Christ claimed an existence independent of human ancestry.
(John 8:56‑59; 17:5) If true, and if he subsequently lived a perfect life, he alone could be innocent in every conceivable sense.
And we know this man suffered.
He appeared as the uniquely perfect human who preached impossibly high standards, claimed they were God's requirements and actually lived them.
Turning the cheek, loving his enemies, just as he had preached, he yielded to abuse and torture, somehow absorbing within his mangled body the horrific consequences of all humanity's sin.
\\ Humanity can boast one perfect Person.
(See appendix at the end of this paper.)
We killed him.
Yet our only Innocent gladly suffered the injustice to free the guilty from suffering eternal justice.
In this cataclysmic exchange, the Innocent and the guilty traded places, making it spiritually legal for his suffering to end your suffering.

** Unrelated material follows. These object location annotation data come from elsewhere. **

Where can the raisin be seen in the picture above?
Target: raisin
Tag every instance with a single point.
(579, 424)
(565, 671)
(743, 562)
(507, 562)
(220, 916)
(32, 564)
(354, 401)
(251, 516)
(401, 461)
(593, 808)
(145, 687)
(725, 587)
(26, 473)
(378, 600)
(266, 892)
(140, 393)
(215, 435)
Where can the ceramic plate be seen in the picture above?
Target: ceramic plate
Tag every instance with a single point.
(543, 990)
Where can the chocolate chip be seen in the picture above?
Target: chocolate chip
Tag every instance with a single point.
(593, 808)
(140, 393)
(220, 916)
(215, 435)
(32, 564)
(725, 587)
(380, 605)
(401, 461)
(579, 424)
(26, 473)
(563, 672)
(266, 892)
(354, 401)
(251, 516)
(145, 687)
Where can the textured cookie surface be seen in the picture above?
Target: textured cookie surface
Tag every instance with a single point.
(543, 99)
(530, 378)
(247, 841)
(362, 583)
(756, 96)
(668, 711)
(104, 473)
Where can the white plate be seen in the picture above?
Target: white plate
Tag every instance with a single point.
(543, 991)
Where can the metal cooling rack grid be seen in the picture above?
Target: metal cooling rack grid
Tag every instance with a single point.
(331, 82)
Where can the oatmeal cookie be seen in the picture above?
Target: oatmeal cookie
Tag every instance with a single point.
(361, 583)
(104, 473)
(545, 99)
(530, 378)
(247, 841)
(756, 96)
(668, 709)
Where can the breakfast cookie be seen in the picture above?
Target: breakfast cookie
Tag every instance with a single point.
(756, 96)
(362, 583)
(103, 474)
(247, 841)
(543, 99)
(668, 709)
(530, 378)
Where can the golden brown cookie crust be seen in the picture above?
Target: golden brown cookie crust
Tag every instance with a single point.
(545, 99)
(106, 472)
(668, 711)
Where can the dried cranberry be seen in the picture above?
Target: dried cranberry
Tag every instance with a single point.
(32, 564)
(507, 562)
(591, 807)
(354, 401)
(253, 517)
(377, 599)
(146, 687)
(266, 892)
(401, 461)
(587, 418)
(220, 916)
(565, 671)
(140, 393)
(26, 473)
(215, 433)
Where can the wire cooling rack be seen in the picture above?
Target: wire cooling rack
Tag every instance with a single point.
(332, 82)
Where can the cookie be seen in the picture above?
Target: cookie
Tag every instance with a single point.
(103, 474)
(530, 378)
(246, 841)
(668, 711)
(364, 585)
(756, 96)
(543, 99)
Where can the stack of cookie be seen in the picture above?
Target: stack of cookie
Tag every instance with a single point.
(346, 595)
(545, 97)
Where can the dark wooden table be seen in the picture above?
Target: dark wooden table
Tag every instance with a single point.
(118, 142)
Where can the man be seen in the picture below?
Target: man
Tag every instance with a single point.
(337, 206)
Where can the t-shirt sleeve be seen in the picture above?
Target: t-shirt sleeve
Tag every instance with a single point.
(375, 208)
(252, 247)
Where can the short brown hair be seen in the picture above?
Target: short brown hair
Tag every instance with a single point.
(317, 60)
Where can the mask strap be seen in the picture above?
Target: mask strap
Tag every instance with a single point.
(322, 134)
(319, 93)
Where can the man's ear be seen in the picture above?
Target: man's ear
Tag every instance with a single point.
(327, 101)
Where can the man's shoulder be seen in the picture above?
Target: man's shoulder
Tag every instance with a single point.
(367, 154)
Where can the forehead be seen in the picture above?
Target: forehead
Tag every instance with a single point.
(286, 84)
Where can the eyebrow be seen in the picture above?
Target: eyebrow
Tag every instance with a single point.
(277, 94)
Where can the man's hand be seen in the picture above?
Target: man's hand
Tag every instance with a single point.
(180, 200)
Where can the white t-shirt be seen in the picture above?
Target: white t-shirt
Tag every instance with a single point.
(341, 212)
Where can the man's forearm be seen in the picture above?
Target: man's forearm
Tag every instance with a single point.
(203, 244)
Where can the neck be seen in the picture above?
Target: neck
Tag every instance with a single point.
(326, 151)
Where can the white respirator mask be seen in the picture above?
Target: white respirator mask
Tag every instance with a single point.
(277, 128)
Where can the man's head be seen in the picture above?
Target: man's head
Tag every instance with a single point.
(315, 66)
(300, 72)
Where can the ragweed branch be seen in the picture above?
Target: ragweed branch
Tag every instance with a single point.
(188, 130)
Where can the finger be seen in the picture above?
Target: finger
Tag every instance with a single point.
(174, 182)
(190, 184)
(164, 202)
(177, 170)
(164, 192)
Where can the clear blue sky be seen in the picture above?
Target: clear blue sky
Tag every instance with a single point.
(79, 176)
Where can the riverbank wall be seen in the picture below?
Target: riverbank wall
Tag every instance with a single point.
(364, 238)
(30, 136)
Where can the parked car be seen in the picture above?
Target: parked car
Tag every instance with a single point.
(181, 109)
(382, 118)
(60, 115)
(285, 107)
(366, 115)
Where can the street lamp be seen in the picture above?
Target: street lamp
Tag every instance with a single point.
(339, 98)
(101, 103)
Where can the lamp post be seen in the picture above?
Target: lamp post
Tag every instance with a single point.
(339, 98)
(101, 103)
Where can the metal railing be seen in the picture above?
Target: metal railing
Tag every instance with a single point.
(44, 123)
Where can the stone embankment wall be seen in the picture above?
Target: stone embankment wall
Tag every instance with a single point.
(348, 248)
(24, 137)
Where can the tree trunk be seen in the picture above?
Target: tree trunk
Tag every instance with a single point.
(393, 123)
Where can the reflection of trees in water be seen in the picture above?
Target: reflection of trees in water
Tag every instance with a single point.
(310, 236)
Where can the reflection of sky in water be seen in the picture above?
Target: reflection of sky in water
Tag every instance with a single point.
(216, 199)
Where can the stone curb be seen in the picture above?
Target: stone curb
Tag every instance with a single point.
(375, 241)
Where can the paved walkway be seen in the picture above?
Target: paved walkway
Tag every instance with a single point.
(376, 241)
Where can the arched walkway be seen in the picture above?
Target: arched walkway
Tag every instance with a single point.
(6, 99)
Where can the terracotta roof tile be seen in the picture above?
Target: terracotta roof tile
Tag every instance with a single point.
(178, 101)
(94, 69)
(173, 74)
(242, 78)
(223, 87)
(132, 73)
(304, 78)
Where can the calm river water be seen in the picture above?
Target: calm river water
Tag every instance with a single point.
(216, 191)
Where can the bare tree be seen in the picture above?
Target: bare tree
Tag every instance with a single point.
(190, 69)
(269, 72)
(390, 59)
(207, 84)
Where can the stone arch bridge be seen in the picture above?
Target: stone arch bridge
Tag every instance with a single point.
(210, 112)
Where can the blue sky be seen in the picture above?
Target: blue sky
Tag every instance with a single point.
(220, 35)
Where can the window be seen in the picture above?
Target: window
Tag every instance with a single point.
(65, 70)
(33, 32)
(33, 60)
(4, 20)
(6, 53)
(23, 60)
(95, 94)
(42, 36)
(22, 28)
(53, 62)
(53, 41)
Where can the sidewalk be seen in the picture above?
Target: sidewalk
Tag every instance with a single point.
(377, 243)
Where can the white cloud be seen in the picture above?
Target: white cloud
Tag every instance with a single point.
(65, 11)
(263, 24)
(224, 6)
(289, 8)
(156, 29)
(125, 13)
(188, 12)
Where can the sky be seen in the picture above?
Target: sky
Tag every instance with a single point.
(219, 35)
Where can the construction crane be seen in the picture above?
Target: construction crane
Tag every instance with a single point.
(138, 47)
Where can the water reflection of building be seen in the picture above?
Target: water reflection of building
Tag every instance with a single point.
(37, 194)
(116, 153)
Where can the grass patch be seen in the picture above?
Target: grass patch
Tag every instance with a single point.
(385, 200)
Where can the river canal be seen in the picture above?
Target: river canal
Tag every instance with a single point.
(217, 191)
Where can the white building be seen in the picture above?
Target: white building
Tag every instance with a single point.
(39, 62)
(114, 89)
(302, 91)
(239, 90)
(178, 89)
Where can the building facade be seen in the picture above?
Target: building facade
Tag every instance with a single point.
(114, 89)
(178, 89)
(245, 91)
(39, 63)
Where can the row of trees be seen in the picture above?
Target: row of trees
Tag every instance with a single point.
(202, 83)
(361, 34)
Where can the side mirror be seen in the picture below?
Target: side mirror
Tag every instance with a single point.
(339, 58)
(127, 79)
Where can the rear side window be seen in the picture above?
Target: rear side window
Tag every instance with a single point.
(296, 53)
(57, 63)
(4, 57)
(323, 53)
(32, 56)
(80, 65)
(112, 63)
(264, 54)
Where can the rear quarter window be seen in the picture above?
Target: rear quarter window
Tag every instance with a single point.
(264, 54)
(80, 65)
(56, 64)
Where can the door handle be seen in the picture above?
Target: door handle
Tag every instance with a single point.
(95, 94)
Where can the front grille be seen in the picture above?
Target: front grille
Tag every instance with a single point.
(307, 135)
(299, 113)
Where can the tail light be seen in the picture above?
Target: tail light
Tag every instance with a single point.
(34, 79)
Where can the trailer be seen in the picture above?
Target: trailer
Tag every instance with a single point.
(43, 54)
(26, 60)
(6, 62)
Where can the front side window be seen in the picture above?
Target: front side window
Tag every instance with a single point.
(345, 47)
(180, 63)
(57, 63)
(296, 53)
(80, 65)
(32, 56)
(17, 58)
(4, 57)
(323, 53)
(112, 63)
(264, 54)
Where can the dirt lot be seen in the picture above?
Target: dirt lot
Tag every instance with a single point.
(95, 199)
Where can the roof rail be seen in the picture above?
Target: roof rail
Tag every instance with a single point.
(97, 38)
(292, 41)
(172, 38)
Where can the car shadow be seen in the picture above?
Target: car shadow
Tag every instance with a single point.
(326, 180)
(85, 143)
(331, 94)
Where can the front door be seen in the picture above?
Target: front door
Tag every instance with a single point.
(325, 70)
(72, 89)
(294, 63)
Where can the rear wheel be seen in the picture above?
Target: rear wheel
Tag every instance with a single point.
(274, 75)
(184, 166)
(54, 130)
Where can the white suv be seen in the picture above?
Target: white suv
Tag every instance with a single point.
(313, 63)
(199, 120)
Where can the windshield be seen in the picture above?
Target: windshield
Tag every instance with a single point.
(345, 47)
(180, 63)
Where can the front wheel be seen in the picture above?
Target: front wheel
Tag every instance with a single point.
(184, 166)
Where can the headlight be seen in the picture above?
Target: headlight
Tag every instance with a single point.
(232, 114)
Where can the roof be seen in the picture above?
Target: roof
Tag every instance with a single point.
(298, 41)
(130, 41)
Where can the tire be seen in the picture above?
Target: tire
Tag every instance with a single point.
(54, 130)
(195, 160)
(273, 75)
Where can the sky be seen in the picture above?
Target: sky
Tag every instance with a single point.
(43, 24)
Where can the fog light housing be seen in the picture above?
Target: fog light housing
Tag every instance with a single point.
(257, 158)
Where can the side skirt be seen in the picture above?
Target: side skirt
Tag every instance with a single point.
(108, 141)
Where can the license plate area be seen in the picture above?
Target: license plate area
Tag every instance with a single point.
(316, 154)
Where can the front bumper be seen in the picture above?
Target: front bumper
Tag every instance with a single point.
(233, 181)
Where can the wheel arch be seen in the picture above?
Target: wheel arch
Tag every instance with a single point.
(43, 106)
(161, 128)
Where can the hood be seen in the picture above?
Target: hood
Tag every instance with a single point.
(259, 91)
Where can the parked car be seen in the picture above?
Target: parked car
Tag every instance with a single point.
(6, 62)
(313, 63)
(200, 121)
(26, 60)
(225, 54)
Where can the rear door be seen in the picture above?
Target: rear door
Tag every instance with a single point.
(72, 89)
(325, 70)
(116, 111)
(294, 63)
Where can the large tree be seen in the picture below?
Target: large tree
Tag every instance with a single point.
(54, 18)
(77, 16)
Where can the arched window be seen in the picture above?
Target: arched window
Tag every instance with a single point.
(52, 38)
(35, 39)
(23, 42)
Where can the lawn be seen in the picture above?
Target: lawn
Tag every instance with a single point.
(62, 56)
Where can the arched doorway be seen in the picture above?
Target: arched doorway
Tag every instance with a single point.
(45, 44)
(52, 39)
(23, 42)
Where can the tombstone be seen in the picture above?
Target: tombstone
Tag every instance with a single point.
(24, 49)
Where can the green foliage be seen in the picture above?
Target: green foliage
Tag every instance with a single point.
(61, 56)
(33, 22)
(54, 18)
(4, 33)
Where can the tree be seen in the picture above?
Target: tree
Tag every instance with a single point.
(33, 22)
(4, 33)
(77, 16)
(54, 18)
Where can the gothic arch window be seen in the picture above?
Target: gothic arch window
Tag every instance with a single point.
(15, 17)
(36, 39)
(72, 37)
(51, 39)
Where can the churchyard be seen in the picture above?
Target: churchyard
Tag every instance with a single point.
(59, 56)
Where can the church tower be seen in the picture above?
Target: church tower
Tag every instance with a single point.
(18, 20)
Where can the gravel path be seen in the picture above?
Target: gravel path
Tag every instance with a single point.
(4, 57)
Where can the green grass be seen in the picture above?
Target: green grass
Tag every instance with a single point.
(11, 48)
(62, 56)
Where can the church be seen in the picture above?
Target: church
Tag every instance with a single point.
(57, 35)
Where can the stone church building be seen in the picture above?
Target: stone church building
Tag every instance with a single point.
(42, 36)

As incredible as it seems, this has ushered us to the brink of a new world where the longing deep within us will be met ‑ deceit, abuse, and hurtful actions will be swallowed by goodness; misery will dissolve in endless joy.
But temporary earthly pain continues for a wonderful reason.
A paradise of harmony, trust, openness and love would quickly spoil if just one of its citizens acted remotely like we presently behave.
To enter a perfect world without shattering its perfection, would require a personality transformation more radical than ever seen on earth.
Through Jesus' intervention, God can perfrom this miracle and make us fit for such a world, but he won't abuse us by forcing a personality change upon us against our will.
We must be willing to let God take our pet sins from us and, in his unlimited wisdom and love, rule every part of our lives.
Humanity quivers on the brink of extinction, mesmerised by sin like serpent's prey.
Each moment that God suppresses his explosive urge to extinguish evil, is a moment in which billions of us have yet another chance to come to our senses and let Jesus deliver us from our infatuation with sin.
But the end of this period of grace is hurtling toward us.
Soon all suffering will cease.
All wrongdoing will be destroyed, along with everyone still caught in its deadly embrace.
2.
THERE IS NO GOD
 
 
 
To see the logic of leaving God out of the equation, consider this:
 
 
 
Frog   +   Princess's kiss   =   Handsome Prince (fairy tale)
 
Frog + Chance + Millions of years = Handsome Prince (science)
 
 
 
\\ By definition, no one knows what lies outside their tiny circle of knowledge.
To claim you know there is no God is to claim you have exhaustively searched every part of every universe and dimension with an infallibly accurate method of detecting every non‑physical entity that could possibly exist.
The claim that God has taken the initiative and chosen to reveal himself to some people is not nearly as unbelievable.
Don't be like a blind person trying to convince himself that because he has never seen, everyone else claiming to see must be mistaken.